The turbines themselves, transmission lines and tie in to/new onshore facilities will need to be designed. As geotechnical professionals, the ground conditions that will interact with the various components of these developments, both over land and water, will need to be assessed. 

This presentation will present some thoughts on the road ahead and the potential geotechnical challenges and opportunities that may arise.


Nina has been a geotechnical engineer for more than 20 years. She completed her undergraduate and postgraduate studies at the University of Western Australia in the field civil/ geotechnical engineering, with an additional degree in Mathematics. Nina has worked in Perth and overseas on a range of infrastructure and resources projects. Her current role is with Fugro as the manager of the Marine Geotechnical and Geophysics Survey service line for the Pacific region. Nina was the chair of the Australian Geomechanics Society in 2020-21 and is currently a member of the AGS executive as the immediate past chair.

Barry Lehane Professor, School of Engineering, Civil, Environmental and Mining Engineering, UWA

“The axial stiffness and capacity of screw piles in sand”


Displacement screw piles are used extensively for low and medium rise developments and are a popular solution in cases where resistance to significant uplift loads is required. The ability to re-use screw piles and recent interest in their use as foundations in solar farms and offshore wind and wave applications has renewed interest in improving existing design methods. This presentation presents results from a study undertaken with Dr. Eduardo Bittar (Arup) and the University of Southampton which examined the influence of a range of parameters on screw pile axial performance in sand. The observations made are combined with a database of load tests to formulate a simple method for prediction of screw pile stiffness and capacity using CPT data.

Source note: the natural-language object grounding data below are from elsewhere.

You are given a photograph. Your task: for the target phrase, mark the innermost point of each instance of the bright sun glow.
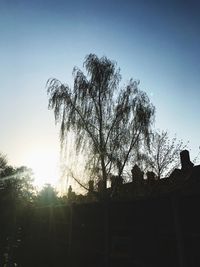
(45, 167)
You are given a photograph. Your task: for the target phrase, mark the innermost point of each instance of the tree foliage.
(111, 122)
(164, 154)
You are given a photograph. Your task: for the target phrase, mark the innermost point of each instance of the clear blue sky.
(157, 42)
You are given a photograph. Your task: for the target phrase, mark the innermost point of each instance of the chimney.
(185, 160)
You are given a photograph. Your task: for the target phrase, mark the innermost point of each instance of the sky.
(157, 42)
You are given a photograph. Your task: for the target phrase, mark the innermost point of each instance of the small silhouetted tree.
(163, 155)
(111, 122)
(47, 196)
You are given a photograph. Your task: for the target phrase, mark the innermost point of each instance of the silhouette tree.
(164, 154)
(47, 196)
(3, 163)
(110, 122)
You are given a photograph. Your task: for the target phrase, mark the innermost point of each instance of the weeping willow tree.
(109, 121)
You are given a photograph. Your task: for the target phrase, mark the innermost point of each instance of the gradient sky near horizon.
(157, 42)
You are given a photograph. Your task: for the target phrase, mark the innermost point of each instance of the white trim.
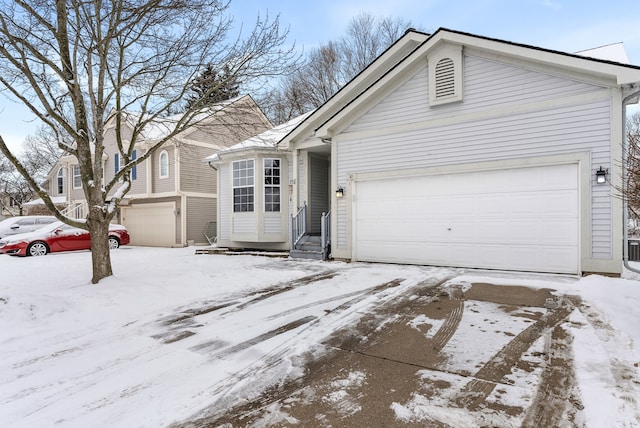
(162, 176)
(252, 186)
(264, 185)
(73, 176)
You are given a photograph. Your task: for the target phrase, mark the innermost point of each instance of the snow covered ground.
(173, 332)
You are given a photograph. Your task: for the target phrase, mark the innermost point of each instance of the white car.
(24, 224)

Professor Barry Lehane has worked as a practitioner and academic in geotechnical engineering since 1984. Barry obtained his Civil Engineering degree from University College Cork in Ireland and then worked with Arup Geotechnics in London until he began his PhD at Imperial College, London in 1989. Following completion of his PhD in 1992, he again worked with Arup in London and Hong Kong before taking up a lecturing position at Trinity College in 1994. He moved to Perth in 2002 and has remained as a Professor at the University of Western Australia since then. Barry has published more than 300 technical papers in international journals and conferences, and he continues to consult widely on a wide variety of national and international projects.